The purpose of syntactic analysis is to determine the structure of the input text. This structure consists of a hierarchy of phrases, the smallest of which are the basic symbols and the largest of which is the sentence. The structure can be described by a tree with one node for each phrase. Basic symbols are represented by values stored at the nodes. The root of the tree represents the sentence.

This manual explains how to use a `.con' specification to describe the set of all possible phrases that could appear in sentences of a language. It also discusses methods of resolving ambiguity in such descriptions, and how to carry out arbitrary actions during the recognition process itself. The use of `.perr' specifications to improve the error recovery of the generated parser is described as well.

Computations over the input can be written with attribute grammar specifications that are based on an abstract syntax. The abstract syntax describes the structure of an abstract syntax tree, much the way the concrete syntax describes the phrase structure of the input. Eli uses a tool, called Maptool, that automatically generates the abstract syntax tree based on an analysis of the concrete and abstract syntaxes and user specifications given in files of type `.map'. This manual will describe the rules used by Maptool to determine a unique correspondence between the concrete and abstract syntax and the information users can provide in `.map' files to assist in the process.

This manual will also discuss how Maptool makes it possible to only partially specify the concrete and abstract syntaxes, as long as together they specify a complete syntax.
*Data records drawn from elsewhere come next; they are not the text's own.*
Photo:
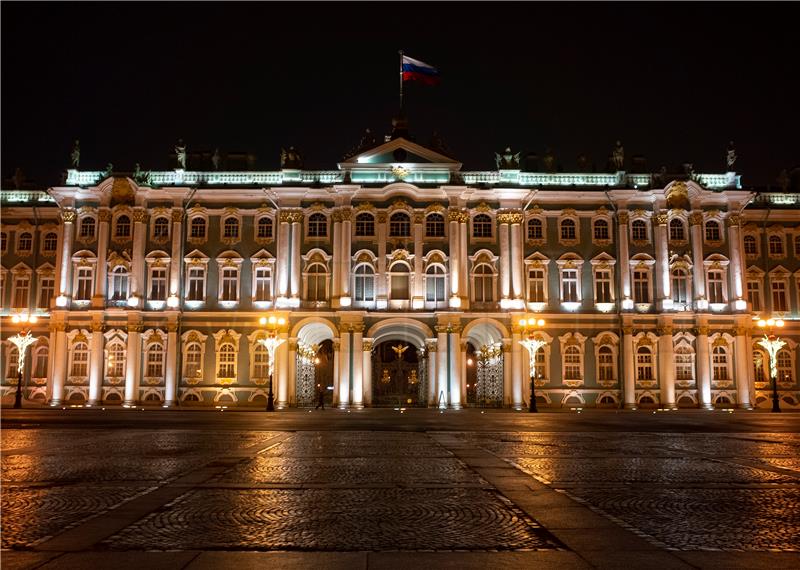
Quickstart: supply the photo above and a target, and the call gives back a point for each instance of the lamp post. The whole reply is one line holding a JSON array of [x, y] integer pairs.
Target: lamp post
[[271, 343], [772, 344], [533, 345]]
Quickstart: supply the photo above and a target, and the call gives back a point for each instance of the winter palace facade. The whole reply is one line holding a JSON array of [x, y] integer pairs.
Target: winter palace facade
[[149, 289]]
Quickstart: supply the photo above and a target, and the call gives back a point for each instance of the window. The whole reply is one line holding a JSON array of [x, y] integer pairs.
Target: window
[[263, 288], [572, 363], [434, 284], [317, 283], [196, 284], [779, 303], [25, 243], [644, 363], [484, 283], [535, 229], [83, 291], [161, 228], [87, 227], [158, 284], [602, 281], [230, 284], [317, 225], [715, 286], [776, 246], [641, 286], [364, 283], [123, 227], [569, 286], [399, 225], [227, 361], [434, 225], [264, 228], [750, 245], [719, 359], [47, 286], [536, 285], [50, 243], [481, 226], [712, 231], [677, 231], [119, 284], [198, 228], [601, 232], [80, 360], [400, 276], [680, 286], [605, 363], [639, 230], [365, 225], [230, 228], [568, 230]]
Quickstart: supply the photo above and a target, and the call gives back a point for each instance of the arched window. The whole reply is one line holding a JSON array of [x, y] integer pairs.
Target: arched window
[[483, 283], [123, 227], [364, 288], [365, 225], [677, 231], [161, 228], [482, 226], [317, 225], [712, 231], [317, 283], [776, 246], [119, 283], [227, 361], [400, 280], [644, 363], [198, 228], [434, 225], [230, 228], [535, 229], [639, 230], [50, 244], [399, 225], [568, 229], [601, 229], [80, 360], [719, 360], [264, 228], [155, 361], [434, 284]]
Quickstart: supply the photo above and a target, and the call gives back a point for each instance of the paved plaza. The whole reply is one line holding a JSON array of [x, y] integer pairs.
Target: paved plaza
[[385, 489]]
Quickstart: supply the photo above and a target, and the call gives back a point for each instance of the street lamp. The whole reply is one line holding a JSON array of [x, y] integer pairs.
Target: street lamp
[[533, 345], [271, 343], [772, 344]]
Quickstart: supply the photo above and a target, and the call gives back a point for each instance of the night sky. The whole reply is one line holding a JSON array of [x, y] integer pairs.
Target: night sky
[[674, 82]]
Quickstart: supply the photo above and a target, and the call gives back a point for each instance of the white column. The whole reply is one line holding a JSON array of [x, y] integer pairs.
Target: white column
[[666, 367], [366, 370], [132, 365], [624, 260], [100, 282], [96, 368], [703, 366], [699, 277], [358, 363], [60, 364], [742, 360], [171, 376], [344, 369], [629, 377]]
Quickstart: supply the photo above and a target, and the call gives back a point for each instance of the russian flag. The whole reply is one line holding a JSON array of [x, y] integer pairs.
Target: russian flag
[[415, 70]]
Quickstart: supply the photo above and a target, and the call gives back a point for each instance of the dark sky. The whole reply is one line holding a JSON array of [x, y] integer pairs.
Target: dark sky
[[674, 81]]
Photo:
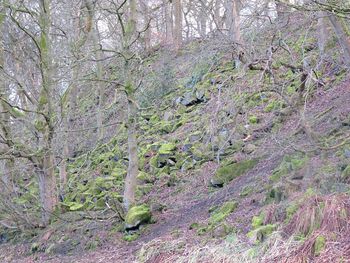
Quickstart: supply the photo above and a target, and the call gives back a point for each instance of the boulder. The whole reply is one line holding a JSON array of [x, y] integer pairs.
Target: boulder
[[227, 173], [136, 216], [249, 148]]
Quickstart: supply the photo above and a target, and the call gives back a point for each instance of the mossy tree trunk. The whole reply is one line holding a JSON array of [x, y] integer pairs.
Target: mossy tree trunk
[[46, 167], [177, 22], [70, 109], [342, 38], [5, 131], [168, 22], [130, 90]]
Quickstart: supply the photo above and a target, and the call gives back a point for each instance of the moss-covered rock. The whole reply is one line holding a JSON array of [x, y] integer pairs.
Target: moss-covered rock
[[247, 190], [320, 244], [253, 119], [222, 212], [257, 221], [260, 234], [167, 148], [136, 216], [289, 165], [346, 173], [227, 173]]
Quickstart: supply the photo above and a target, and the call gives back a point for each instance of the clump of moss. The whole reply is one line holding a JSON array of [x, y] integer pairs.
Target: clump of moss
[[260, 234], [258, 221], [229, 172], [320, 244], [253, 119], [137, 215], [289, 164], [247, 190], [167, 148], [222, 212], [131, 237]]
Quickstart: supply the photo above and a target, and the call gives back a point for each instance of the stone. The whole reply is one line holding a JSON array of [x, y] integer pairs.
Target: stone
[[347, 153], [190, 99], [249, 148], [136, 216], [168, 116], [260, 234], [228, 172], [195, 137]]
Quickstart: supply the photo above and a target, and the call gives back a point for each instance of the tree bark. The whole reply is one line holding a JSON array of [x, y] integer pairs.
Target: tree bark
[[322, 32], [46, 168], [342, 38], [131, 178], [232, 21], [178, 23], [203, 18], [168, 23]]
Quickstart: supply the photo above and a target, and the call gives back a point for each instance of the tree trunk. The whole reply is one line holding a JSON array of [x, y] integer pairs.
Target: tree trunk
[[47, 187], [232, 21], [46, 173], [168, 23], [147, 25], [322, 32], [100, 91], [203, 19], [131, 179], [342, 38], [178, 23]]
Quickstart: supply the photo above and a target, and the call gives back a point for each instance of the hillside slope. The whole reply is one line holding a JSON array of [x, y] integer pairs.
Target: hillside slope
[[237, 165]]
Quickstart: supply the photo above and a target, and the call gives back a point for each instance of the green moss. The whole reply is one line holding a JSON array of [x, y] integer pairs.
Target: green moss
[[253, 119], [247, 190], [167, 148], [137, 215], [289, 164], [258, 221], [274, 105], [346, 172], [260, 234], [227, 173], [291, 210], [222, 213], [320, 244], [131, 237]]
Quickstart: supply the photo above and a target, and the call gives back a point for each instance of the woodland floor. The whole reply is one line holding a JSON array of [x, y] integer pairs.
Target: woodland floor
[[190, 201]]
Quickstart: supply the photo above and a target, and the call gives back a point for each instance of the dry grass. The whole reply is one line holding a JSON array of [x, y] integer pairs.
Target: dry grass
[[326, 216]]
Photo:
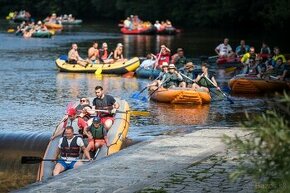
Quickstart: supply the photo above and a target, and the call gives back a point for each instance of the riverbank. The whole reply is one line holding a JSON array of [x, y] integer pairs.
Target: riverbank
[[140, 167]]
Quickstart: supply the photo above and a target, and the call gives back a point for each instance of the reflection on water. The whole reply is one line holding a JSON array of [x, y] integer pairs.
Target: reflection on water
[[13, 146], [144, 44], [36, 95]]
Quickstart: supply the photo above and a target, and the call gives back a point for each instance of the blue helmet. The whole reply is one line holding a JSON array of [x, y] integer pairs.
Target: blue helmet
[[96, 120]]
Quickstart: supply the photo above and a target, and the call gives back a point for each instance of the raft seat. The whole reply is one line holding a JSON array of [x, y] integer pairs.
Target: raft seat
[[246, 86], [186, 97]]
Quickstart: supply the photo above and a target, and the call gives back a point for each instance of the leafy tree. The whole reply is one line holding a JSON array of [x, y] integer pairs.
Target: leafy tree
[[264, 153]]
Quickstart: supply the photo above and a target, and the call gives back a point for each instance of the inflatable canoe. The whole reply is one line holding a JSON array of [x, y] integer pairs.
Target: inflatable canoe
[[149, 30], [251, 85], [147, 73], [53, 26], [74, 22], [168, 31], [116, 136], [42, 34], [181, 95], [226, 60], [115, 68]]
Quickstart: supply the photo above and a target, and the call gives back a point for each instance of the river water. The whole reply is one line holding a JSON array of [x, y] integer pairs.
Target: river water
[[34, 95]]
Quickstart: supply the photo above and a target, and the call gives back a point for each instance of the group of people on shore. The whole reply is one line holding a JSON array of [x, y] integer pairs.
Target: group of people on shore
[[21, 15], [96, 55], [59, 19], [26, 29], [134, 22], [263, 64], [91, 122], [178, 71]]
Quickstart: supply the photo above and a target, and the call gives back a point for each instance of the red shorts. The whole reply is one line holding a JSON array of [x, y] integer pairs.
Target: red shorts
[[104, 119]]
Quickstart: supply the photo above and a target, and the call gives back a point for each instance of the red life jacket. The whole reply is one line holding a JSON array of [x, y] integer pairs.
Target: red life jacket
[[70, 151]]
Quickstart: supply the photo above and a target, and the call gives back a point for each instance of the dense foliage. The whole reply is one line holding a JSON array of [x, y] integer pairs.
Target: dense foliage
[[190, 13], [264, 153]]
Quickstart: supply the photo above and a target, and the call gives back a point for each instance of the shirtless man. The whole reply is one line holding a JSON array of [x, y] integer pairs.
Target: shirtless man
[[93, 53], [224, 49], [74, 57]]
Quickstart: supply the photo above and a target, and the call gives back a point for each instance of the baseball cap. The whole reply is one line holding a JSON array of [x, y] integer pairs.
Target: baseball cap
[[71, 112]]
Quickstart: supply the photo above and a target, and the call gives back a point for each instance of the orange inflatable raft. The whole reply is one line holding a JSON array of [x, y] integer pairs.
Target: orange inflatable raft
[[181, 95]]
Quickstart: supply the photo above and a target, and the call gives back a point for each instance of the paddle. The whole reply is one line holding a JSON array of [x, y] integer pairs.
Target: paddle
[[136, 95], [155, 65], [151, 94], [100, 69], [203, 58], [133, 113], [224, 94], [186, 77], [35, 160]]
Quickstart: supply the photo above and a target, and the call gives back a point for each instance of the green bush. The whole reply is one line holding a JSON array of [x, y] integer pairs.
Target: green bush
[[264, 153]]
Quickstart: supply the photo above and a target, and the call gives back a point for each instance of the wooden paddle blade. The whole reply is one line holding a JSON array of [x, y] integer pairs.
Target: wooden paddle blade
[[30, 160], [98, 71], [139, 113], [230, 69]]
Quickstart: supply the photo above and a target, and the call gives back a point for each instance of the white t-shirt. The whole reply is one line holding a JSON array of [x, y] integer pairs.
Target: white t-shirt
[[147, 63], [80, 143], [224, 49]]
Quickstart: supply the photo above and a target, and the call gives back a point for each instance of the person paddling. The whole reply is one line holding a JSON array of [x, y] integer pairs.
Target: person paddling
[[69, 148], [74, 57], [97, 135], [108, 102], [163, 56], [202, 81], [105, 54], [93, 53], [172, 78], [224, 49]]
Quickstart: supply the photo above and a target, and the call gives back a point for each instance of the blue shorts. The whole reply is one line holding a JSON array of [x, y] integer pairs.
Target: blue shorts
[[66, 166]]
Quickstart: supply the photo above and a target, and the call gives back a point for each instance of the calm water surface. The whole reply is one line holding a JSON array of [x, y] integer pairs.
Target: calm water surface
[[34, 95]]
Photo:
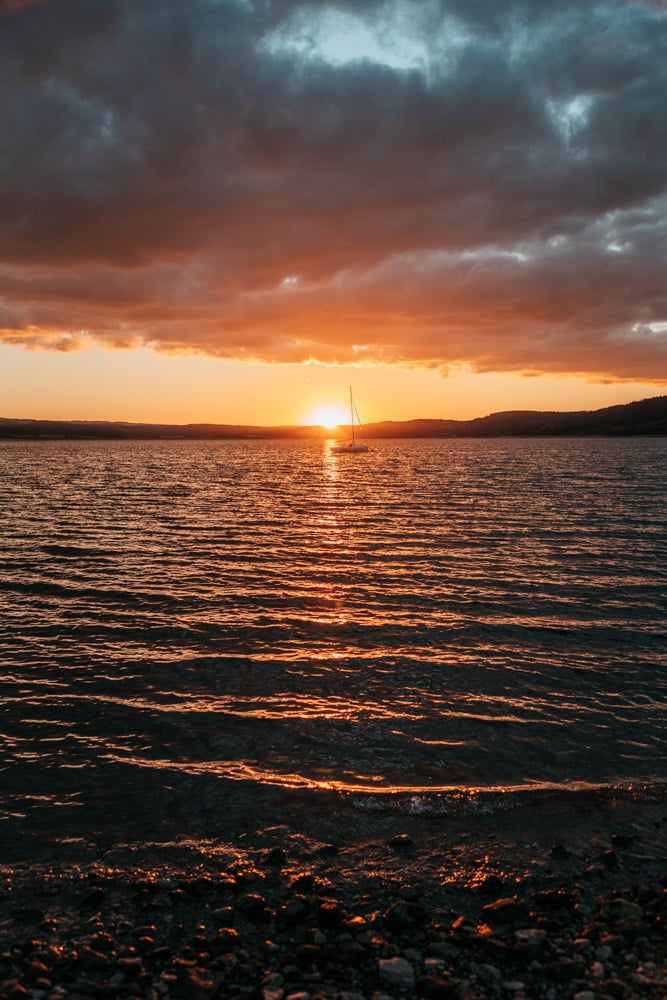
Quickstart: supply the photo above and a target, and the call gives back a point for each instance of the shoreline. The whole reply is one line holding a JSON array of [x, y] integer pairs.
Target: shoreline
[[511, 905]]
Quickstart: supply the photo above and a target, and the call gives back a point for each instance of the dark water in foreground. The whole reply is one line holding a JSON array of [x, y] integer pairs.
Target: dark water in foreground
[[435, 627]]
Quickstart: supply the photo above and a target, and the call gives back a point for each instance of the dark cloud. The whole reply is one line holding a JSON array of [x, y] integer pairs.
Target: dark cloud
[[213, 176]]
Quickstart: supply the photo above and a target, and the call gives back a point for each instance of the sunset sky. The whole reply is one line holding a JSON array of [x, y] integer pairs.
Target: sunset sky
[[230, 210]]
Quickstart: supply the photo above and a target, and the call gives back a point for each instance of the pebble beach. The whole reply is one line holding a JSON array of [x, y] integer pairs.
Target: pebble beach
[[528, 906]]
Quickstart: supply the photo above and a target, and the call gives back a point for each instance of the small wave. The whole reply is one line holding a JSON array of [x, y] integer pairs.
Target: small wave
[[484, 801]]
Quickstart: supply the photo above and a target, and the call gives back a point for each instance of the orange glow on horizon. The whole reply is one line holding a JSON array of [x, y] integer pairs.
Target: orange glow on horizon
[[329, 416]]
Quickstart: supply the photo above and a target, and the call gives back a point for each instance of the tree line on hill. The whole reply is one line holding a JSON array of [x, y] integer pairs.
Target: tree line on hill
[[645, 417]]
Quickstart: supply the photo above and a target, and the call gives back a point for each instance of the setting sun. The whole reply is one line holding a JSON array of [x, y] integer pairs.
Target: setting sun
[[328, 416]]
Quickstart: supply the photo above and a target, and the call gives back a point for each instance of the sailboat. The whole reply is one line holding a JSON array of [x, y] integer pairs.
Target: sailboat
[[352, 447]]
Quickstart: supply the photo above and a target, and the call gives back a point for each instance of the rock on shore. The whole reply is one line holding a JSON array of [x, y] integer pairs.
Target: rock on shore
[[272, 929]]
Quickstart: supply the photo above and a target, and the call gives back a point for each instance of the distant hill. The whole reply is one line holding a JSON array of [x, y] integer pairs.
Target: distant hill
[[648, 416]]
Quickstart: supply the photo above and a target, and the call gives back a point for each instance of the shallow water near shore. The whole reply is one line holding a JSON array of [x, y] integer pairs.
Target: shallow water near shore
[[197, 636]]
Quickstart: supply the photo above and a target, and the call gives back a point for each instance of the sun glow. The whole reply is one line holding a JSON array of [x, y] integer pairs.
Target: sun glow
[[329, 416]]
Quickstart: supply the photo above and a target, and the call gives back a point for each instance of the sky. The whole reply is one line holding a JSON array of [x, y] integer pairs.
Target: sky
[[231, 210]]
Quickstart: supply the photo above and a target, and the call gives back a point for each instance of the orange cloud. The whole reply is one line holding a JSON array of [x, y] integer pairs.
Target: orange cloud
[[198, 178]]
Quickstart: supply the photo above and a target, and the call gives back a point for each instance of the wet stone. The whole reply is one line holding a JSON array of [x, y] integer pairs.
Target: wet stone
[[506, 914], [402, 843], [396, 972]]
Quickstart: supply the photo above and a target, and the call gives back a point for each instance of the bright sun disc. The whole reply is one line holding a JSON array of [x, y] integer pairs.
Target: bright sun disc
[[328, 416]]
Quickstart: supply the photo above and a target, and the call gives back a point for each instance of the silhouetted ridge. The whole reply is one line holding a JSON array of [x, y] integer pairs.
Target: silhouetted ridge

Although Maptool simplifies the task of relating the phrase structure of a language to the abstract syntax on which a computation is based, it is sometimes necessary to use a parser that was not generated by Eli to analyze phrase structure. In that case, the relationship between phrase structure and abstract syntax must be embedded in a hand-coded tree construction module. The last section of this manual explains how such a module is implemented, and describes the way in which Eli supports that implementation and manages its integration with the generated tree computations.